My Room

Lucky Garvin
Lucky Garvin

Although many years have past, Stephentown, the wee hamlet in New York State where I spent my teenage, growing up years, maintains an abiding grasp on my memory. Strange the reflections, the echoes which remain…

From the headlands and coves of my adolescence comes this remembrance – my room.

There came a time in my life when, being the oldest of three sons, I was awarded my own bedroom. It was the original ‘Man Cave.’

One of its features I best recall were all the pictures – torn out pages from sports magazines of various athletes accomplishing feats I could only dream about: sprinters, football, track and field, and the like. It should be noted I had no pictures of Erasmus or other scholars with their faces set to a resolved dedication to solving quadratic equations or calculating the value of pi.

In those years, I guess I felt a pole-vaulter scaling a bar set at sixteen-plus feet, or some muscular fellow hoisting four hundred pounds over his head to be far more engrossing than a scholar lost in thought. My values have changed quite a bit since then; but then most early-held values do.

These pages were stapled to the wallpaper and strange to say, Dad didn’t mind. Now there was to be no taping used in the hanging of these feats of athletic prowess; the damage to the wallpaper when said pictures were finally removed being obvious. But he didn’t mind staples since, once removed, no trace was left behind, much like a tiny wound sustained years ago, the scar of which is now invisible.

The urge for increased physical strength flourished within me – to be possessed of a stockyard strength, full of riot and vigor. The mounted wall images afforded testament to this urging. Although I cut, hauled, split and stacked more firewood than was seemly. I would have had to join a gym to get some rest – assuming for a moment there had been a gym in Stephentown – or if there had been, that anyone hauling in hay in the hot sun all day, or rising at four A.M. for milking would see the need of it. Nevertheless, all the harvesting of firewood did nothing to quell this fire inside which consumed me.

So, why was I so riveted with the idea of becoming stronger? Perhaps it was hormones, the desire to impress my Dad, a need to feel less vulnerable which compelled me; perhaps a mixture of all three.

Lacking barbells or dumb bells, I found an old bowling ball with which I adapted a series of strength inducing exercises, said exertions dutifully written down and checked off at the end of my ‘workout.’

As a part of the drama club at our high school, imagine my delight in finding a pile [125 #] of barbell weights under the stage one day as I went prowling about looking for props for an upcoming play.

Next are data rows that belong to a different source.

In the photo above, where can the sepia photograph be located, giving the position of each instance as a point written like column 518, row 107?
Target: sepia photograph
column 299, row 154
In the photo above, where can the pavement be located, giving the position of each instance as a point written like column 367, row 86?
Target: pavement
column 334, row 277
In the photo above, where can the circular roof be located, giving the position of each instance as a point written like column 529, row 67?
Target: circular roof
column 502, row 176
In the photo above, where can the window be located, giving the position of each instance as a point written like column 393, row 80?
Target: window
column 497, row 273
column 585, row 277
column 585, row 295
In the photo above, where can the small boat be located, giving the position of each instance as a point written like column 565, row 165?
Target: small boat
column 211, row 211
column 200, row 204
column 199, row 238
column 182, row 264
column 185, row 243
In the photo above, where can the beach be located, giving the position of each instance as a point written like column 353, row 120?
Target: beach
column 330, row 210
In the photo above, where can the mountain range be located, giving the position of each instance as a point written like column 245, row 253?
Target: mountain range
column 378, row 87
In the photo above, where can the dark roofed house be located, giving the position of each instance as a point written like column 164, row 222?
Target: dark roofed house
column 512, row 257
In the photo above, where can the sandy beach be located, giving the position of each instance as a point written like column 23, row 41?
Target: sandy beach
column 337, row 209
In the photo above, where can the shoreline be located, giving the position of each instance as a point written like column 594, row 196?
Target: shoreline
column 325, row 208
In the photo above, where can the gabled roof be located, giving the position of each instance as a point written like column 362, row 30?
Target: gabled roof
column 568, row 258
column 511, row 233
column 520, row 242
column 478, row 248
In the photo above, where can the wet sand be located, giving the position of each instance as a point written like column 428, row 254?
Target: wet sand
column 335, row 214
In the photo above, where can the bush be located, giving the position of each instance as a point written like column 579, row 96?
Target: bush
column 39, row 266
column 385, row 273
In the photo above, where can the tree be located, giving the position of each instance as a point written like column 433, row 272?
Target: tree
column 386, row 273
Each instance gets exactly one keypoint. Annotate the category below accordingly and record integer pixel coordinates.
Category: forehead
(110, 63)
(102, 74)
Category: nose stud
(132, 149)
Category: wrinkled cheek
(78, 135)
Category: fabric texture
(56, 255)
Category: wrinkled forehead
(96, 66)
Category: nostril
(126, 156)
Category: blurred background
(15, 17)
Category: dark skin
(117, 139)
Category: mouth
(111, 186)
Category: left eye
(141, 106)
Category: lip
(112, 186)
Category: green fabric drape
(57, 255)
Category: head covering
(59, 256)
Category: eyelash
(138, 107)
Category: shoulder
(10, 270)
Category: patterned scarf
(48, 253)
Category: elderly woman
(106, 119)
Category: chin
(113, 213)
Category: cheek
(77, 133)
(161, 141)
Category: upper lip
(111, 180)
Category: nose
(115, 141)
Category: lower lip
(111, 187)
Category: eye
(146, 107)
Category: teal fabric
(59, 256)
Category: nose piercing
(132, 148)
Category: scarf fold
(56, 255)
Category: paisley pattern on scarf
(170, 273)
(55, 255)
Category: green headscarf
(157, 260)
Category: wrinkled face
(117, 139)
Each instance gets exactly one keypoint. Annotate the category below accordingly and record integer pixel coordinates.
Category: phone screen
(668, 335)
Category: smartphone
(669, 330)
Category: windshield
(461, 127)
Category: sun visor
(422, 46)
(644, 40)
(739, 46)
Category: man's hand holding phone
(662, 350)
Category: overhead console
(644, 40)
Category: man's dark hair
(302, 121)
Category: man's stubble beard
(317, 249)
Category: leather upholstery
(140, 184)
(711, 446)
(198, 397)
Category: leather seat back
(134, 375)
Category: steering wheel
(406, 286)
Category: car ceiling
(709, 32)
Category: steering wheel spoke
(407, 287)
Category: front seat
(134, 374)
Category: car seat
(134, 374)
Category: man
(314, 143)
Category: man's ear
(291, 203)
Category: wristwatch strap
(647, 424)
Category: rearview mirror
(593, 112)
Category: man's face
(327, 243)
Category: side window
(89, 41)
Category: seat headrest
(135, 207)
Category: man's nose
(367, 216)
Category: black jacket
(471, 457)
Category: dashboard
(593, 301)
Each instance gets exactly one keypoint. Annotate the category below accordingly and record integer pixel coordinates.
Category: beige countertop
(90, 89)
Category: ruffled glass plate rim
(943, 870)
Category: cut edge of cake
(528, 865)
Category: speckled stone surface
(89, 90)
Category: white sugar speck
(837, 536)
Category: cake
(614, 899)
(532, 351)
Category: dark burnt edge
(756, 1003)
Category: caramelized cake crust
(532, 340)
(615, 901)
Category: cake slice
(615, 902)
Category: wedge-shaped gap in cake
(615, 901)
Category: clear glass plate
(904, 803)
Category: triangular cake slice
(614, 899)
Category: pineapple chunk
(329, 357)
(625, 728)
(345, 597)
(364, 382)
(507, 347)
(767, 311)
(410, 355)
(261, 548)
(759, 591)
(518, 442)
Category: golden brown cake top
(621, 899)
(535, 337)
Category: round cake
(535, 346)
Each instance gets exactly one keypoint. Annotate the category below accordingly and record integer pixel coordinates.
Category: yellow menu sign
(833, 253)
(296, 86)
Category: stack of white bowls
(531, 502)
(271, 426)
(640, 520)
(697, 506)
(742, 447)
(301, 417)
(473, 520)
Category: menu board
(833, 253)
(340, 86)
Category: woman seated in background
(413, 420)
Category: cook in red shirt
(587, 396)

Believe it or not, every Friday, in addition to my school books and volumes obtained from our school library, I drug [dragged? Whatever…] those 125 # worth of plates home. Every Monday, I hauled them back. Dad helped me fashion a bar and collars so I could work on being a strong man at home after my chores were done.

Feeling this was not sufficient to enable my dreams, I built a small, make-shift gym in the upper story of a little hay barn nearby our home. It was a disgrace: a bar for chin-ups, raised blocks for push-ups and the like. It was quickly abandoned.

After forty five years of exercise and strengthening routines, I’m glad to be shed of that phase of my life. Oh well, all of life is cycles; and this was just one of mine. I’ve come full cycle. Starting off not that strong, becoming strong, only to have the years take it away from me, I have arrived, it seems, where I began.

Glad? Yes. My aches and pains from aging and all those workouts abide with me yet. And besides, all that exercise was getting quite boring.